Target’s New $265M Texas Warehouse Is Built Around Demand


Target has opened an upstream warehouse in Houston aimed at adding storage capacity earlier in the supply chain for select imported goods.

The mass merchant debuted its first “receive center” on Wednesday, a 1.2-million-square-foot facility that takes product shipments directly from Target’s global vendors and holds them until they are needed downstream.

The location, which cost $265 million to build, is designed to replenish inventory based on consumer demand to prevent distribution centers and store backrooms from getting overcrowded.

The receive center will service six regional distribution centers and one flow center.

Target says the expanded capacity is most beneficial for items that are seasonal, bulky, challenging to forecast or have long lead times.

With the facility, Target says it can secure popular items earlier on from vendors, like trending toys for the holiday season, ensuring that the company offers a relevant assortment based on demand.

When Target needs to move goods to the distribution centers, the mass merchant will either load full pallets directly into outbound trailers or run products through a sortation system before they are brought into the trailers.

The receive center was built in Houston since it is a centralized U.S. location designed to complement the mass merchant’s import warehouses in Georgia and Washington, which handle ocean-borne containers entering the U.S. through the Ports of Savannah, Seattle and Tacoma. Those buildings play a similar role in the supply chain as the Houston warehouse, supporting its nationwide network of distribution centers,

The Texas site complements those coastal facilities by adding regionally based capacity, cutting distances traveled so products can get to the right distribution center faster, and at a lower cost.

Executives from the Minneapolis-based retailer joined workers at the Target warehouse Wednesday for a ribbon-cutting ceremony and to send off its first fully loaded truck, bound for one of the regional distribution centers.

Target supply chain teams designed the warehouse using 3D visualization and simulation technology at the retailer’s XR Experience Center in Minneapolis, which serves as the testing ground for store and supply chain layouts.

“We’ve leveraged this technology over the past several years to design and remodel properties, but this was the first time it was used end to end in the design process to create an informative and influential 3D digital model of the facility before construction began,” the company said in its announcement. “This allowed teams to pressure test layouts, processes, and operational flow in a virtual environment to ensure maximum confidence in what was ultimately built on the ground.”

According to Lisa Sizemore, Target’s director of supply chain design and implementation, said the team designed two independent line sorters for the location that take up a smaller amount of space than a typical automated sortation system seen in the retailer’s logistics network.

The design saved nearly $700,000 in construction costs, she said.

“We wanted to minimize its footprint but maximize its capabilities. We started with a design that used a divert arm to shift cartons to the correct lane, but it raised concerns around inventory quality, jam potential and maintenance access,” Sizemore said. “The team took that feedback and came up with an alternate design, using simulation to confirm it would address those concerns while still meeting throughput requirements”.

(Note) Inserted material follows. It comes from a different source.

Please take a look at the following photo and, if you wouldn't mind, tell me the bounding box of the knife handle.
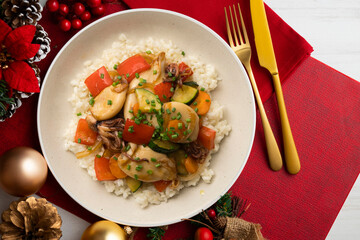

Since starting inbound operations at the Houston receive center, the team has applied data from the ramp-up period and either vetted or updated it or for future location design.

“By using data obtained from the physical system back into the models, we can calibrate these models and make them more accurate over time,” said Jordan Kirkland, a senior director of distribution at Target. “As we open future facilities, we have that intelligence to reference and then have that next site be even better.”

Target says the receive center will host 185 new jobs, adding to the more than 6,300 Target employees who already work at the company’s 40 stores and sortation center in the area.

The upstream fulfillment center is one example of Target’s recent push to grow its supply chain footprint and cut delivery times. The company currently has 11 sortation centers operating across the country, up from just three in 2022. As part of a $100 million project, Target plans to increase that number to 15 by the end of 2026.

In the fourth quarter, same-day deliveries at Target jumped 30 percent annually, a year after those shipments saw a more than 25 percent increase. This spring, the retailer is next-day delivery capabilities to 20 new U.S. metro areas.